Dionysius's Board
Number of pages: 272
Cover: Softcover
USSR, early 1970s. An old, former provincial town several hundred kilometers from Moscow. Art history candidate Anna, who recently defended her dissertation on the works of icon painter Dionysius, learns that a sixteenth-century icon has disappeared from a nearby monastery. Anna sets off in the footsteps of the missing image of the Savior, not realizing that these are traces of blood. In the 1960s, Alexey Smirnov von Rauch (1937-2009) made an indelible impression on the regulars of the Yuzhinsky circle with his prose, and on connoisseurs of modernism in the Czech Republic and Germany with his painting.
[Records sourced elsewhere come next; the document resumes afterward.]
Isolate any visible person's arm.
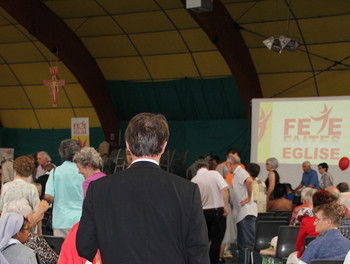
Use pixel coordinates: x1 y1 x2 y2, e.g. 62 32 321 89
44 169 56 204
307 171 318 188
221 187 230 215
33 200 50 225
241 177 253 206
323 172 333 188
44 194 54 204
76 182 98 262
185 185 210 264
293 183 304 192
266 171 276 200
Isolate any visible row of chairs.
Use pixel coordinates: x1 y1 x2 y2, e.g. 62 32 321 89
250 211 344 264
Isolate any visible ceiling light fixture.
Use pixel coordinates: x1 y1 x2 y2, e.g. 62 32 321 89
263 0 300 53
186 0 213 13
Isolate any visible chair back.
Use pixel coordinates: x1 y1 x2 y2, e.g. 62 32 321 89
338 225 350 239
276 226 299 260
254 221 286 251
257 215 289 225
159 149 175 172
303 236 316 255
311 259 344 264
43 236 64 255
271 210 293 221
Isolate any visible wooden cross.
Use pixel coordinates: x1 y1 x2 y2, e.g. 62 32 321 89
44 66 65 107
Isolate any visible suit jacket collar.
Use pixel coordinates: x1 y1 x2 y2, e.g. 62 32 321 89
130 161 160 169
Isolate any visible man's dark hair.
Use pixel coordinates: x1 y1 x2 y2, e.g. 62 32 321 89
337 182 349 192
246 163 260 178
125 113 169 157
226 148 238 157
195 159 209 170
273 183 287 199
312 190 334 208
211 156 220 163
317 162 328 171
58 139 80 162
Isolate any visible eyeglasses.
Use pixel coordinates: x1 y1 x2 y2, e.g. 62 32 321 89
315 216 329 222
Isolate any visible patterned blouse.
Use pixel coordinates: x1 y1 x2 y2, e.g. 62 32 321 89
24 233 58 264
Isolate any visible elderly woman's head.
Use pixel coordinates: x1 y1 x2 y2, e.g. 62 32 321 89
0 213 29 251
58 139 80 161
4 198 35 226
266 158 278 170
312 190 334 208
73 147 102 178
13 156 35 177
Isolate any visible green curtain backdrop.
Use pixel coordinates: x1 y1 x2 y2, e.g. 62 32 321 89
107 77 250 174
0 78 250 175
107 78 247 120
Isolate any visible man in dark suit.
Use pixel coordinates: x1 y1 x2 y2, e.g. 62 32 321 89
77 113 209 264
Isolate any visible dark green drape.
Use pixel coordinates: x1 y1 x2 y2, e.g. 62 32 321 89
0 127 105 164
0 78 250 177
107 78 247 120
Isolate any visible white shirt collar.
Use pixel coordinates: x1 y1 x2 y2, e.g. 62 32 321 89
7 238 21 246
131 158 159 166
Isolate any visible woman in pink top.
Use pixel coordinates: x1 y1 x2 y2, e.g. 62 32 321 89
73 147 106 199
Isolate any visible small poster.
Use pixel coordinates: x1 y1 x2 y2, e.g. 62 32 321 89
0 148 15 161
71 117 90 148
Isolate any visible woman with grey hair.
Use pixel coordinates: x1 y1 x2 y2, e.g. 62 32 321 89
0 213 38 264
7 198 58 264
265 158 280 200
45 139 84 238
73 147 106 199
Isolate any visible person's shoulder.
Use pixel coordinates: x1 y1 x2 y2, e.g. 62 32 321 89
215 161 226 170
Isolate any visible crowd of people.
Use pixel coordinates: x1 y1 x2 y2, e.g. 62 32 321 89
190 148 350 263
0 113 350 264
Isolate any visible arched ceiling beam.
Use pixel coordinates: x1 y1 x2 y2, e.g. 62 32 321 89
181 0 262 117
0 0 119 144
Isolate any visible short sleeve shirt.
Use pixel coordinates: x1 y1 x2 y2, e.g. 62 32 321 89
0 179 39 213
232 166 258 223
301 168 319 190
45 161 84 229
191 168 228 209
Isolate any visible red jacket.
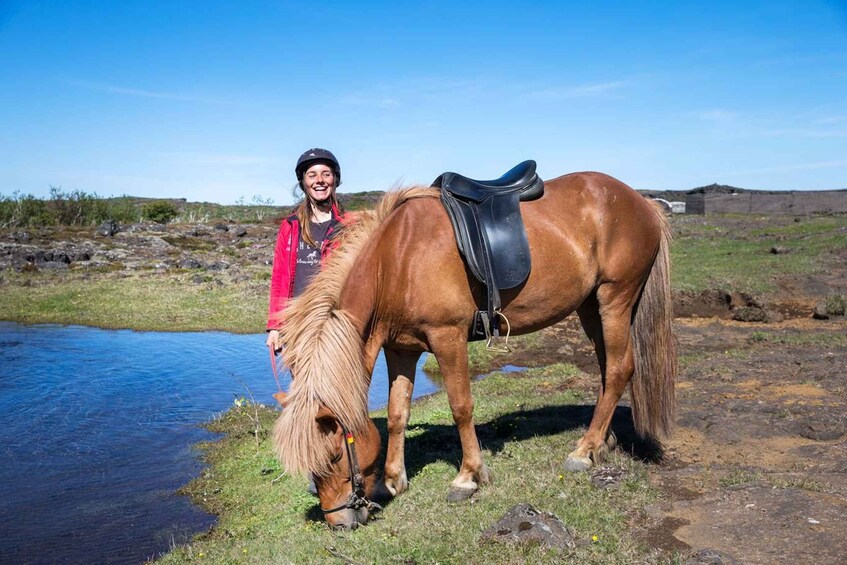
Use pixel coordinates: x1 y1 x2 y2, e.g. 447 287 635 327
266 207 349 330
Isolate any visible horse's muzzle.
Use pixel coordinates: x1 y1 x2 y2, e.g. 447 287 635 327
327 508 370 532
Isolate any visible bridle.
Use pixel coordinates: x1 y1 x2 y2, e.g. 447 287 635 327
321 420 382 515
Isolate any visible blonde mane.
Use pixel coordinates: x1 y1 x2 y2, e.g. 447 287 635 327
273 187 438 475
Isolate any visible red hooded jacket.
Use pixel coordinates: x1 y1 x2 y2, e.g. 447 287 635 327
266 206 349 331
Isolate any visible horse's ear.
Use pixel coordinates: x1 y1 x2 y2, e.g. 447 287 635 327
274 391 288 408
315 404 338 432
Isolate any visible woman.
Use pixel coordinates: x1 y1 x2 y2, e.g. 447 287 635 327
267 148 344 352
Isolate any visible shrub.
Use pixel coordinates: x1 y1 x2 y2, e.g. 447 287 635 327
141 200 179 224
826 294 847 316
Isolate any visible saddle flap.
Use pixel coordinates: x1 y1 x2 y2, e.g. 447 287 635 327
441 185 530 289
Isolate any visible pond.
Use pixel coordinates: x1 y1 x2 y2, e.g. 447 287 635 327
0 322 438 563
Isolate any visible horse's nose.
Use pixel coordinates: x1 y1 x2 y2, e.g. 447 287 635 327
329 508 368 532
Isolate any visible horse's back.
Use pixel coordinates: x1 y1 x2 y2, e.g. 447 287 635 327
527 172 666 280
363 173 661 334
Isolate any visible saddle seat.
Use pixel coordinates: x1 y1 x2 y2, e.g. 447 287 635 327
432 161 544 202
432 161 544 339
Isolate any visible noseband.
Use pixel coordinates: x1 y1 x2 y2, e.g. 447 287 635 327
321 420 382 515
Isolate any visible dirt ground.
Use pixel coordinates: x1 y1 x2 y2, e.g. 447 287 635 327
506 274 847 564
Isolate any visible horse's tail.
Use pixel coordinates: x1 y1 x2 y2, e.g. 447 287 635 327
631 207 677 440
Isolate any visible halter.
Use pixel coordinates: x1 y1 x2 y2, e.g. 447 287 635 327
321 420 382 515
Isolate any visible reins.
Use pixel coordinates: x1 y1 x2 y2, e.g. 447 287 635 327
320 420 382 515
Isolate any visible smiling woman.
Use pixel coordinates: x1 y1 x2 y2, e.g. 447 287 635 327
266 148 345 351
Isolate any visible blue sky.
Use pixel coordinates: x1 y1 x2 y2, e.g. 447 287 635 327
0 0 847 204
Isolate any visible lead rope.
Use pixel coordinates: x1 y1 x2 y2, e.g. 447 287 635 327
268 345 282 392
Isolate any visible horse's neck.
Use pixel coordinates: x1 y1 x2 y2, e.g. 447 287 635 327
338 254 384 373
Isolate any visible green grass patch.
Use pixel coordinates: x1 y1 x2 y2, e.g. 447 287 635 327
671 212 847 294
161 365 657 563
0 273 267 333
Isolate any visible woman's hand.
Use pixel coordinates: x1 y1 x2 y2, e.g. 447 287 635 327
265 330 282 353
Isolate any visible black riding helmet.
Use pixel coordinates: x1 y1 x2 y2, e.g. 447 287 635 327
294 147 341 186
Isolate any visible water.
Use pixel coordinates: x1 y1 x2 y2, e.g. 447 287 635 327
0 322 444 563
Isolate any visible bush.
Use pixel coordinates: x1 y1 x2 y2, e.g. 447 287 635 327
826 294 847 316
0 191 55 228
141 200 179 224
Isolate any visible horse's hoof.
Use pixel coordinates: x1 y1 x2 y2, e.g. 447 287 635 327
447 487 477 502
565 455 592 471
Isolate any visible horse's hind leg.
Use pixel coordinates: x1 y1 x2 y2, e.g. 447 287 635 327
565 283 640 471
427 328 491 502
383 348 421 496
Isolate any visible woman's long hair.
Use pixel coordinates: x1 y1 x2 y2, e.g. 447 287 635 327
293 177 344 247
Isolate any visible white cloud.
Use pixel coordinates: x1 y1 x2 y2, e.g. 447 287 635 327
697 109 738 123
719 159 847 176
161 152 276 166
70 80 210 102
529 80 629 99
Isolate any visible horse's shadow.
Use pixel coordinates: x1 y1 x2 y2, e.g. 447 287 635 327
307 405 664 520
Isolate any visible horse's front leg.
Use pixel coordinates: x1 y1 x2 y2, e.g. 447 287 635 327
428 328 492 502
384 348 421 496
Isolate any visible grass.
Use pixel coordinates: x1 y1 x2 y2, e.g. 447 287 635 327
0 214 847 332
161 365 657 563
0 273 267 333
671 215 847 294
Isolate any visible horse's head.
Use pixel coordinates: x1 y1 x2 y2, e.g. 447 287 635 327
314 407 382 530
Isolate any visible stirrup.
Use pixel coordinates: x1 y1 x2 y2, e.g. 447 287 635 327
485 308 512 353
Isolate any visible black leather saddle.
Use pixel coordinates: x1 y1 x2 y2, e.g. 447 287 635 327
432 161 544 340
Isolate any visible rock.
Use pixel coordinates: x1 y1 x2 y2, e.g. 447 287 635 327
479 502 576 549
685 549 738 565
812 302 829 320
97 220 121 237
591 465 626 489
176 258 203 269
800 422 844 441
556 344 573 357
70 251 91 262
732 306 768 322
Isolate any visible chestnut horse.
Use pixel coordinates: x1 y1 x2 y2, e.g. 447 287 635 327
273 173 676 528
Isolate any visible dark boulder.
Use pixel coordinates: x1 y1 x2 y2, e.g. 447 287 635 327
97 220 121 237
480 503 576 549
Having severed ties with the outside world, Smirnov spent thirty years within the walls of churches and monasteries, restoring frescoes and observing the parallel life of Soviet society, where the surviving descendants of nobles, runaway monks, enterprising foreign tourists, declassed elements and the ubiquitous KGB officers were intertwined in a stifling struggle. The gripping, truthful and therefore even more cruel novel "The Board of Dionysius" was written in 1976 and put on the drawer with no prospect of publication. A lost masterpiece of Russian literature, it convincingly shows that the central questions of life in Rus' have not changed in fifty years, or in five hundred.